Avez-vous des projets dont vous aimeriez nous parler ?
Vote To Fight et Count Every Vote. Ces œuvres font partie d’un effort collectif visant à démontrer l’importance d’utiliser votre voix pour créer un changement positif. L’art et les mots peuvent être utilisés pour aider la lutte pour la justice sociale aux États-Unis. Les États-Unis ont une longue histoire de répression des électeurs et de racisme institutionnel, en particulier dans les états du sud. Il était important pour moi d’utiliser ma voix en tant qu’artiste multidisciplinaire pour exprimer l’importance de participer au changement social.
Souhaitez-vous ajouter une autre chose ?
J’ai récemment terminé un tableau pour un collectionneur, Perseverance. Ce tableau représente deux Afro-Américaines vivantes et le mot “PUSH”. Ce tableau est un message. Les personnes noires des États-Unis illustrent l’élégance et la résilience d’une fleur de magnolia et la force d’une feuille de magnolia. Quelles que soient les institutions dans lesquelles nous avons été piégés, il est de notre devoir envers nous-mêmes, nos ancêtres et les générations futures de continuer à avancer, et de persévérer.
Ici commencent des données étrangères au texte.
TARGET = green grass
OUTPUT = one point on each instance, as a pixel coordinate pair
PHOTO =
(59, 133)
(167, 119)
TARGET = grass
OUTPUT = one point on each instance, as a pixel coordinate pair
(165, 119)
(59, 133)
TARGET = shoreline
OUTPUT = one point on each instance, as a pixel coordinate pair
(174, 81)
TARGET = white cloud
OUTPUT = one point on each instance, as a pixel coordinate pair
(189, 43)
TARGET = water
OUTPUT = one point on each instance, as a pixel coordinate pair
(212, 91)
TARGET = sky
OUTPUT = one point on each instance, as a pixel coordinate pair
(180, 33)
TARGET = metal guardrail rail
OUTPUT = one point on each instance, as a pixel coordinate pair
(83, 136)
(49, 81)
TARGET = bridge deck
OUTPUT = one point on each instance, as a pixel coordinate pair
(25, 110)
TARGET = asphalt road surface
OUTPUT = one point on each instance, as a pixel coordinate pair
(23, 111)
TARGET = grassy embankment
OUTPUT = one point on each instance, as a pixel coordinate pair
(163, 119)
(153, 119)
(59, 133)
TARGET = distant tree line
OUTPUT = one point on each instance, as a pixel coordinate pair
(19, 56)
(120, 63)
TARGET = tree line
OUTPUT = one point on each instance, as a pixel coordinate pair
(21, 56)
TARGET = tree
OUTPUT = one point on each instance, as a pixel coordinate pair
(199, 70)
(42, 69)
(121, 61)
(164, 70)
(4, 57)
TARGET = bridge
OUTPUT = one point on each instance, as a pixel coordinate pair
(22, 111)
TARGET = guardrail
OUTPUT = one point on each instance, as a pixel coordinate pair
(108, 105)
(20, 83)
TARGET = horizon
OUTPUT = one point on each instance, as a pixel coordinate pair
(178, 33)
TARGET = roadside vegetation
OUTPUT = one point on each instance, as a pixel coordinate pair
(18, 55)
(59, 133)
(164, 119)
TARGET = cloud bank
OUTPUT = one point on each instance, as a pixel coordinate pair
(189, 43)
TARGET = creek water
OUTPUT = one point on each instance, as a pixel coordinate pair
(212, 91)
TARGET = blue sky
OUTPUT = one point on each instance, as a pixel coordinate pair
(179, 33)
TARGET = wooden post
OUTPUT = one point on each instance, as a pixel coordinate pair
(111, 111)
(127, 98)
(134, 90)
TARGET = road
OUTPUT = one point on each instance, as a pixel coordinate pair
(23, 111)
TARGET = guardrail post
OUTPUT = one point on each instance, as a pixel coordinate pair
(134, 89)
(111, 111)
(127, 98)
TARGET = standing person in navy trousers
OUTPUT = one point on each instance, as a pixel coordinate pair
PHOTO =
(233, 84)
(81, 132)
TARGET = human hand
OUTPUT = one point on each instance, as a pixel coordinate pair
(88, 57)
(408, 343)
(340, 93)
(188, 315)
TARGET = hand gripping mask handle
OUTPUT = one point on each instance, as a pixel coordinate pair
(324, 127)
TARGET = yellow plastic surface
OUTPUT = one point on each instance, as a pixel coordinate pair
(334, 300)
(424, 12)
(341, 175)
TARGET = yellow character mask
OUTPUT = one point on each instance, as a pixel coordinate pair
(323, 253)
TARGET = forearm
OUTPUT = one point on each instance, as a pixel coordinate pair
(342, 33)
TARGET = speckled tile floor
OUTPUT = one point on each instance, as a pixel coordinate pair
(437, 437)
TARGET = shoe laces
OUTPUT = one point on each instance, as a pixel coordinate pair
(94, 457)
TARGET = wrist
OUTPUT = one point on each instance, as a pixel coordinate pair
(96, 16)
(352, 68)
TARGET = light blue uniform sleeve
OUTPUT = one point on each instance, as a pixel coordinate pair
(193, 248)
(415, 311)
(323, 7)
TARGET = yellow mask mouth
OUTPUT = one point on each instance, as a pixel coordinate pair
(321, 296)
En 2021, alors que je peins dans des espaces majoritairement blancs, je suis encore confrontée au droit de la suprématie blanche au moment où j’entre et active l’art public noir dans les espaces blancs. Mais je comprends qu’il est de mon droit de me tenir là où je me trouve, et je continuerai donc à diffuser le message. Les personnes noires sont ici, nous allons bien, et nous ne partirons pas. Nous devrions être célébrés, tant que nous sommes en vie. Nous ne devrions pas seulement être reconnus après avoir été assassinés par les forces de l’ordre qui ont juré de nous servir et de nous protéger. Nous devrions être célébrés tous les jours, et nous devrions être présents dans tous les espaces.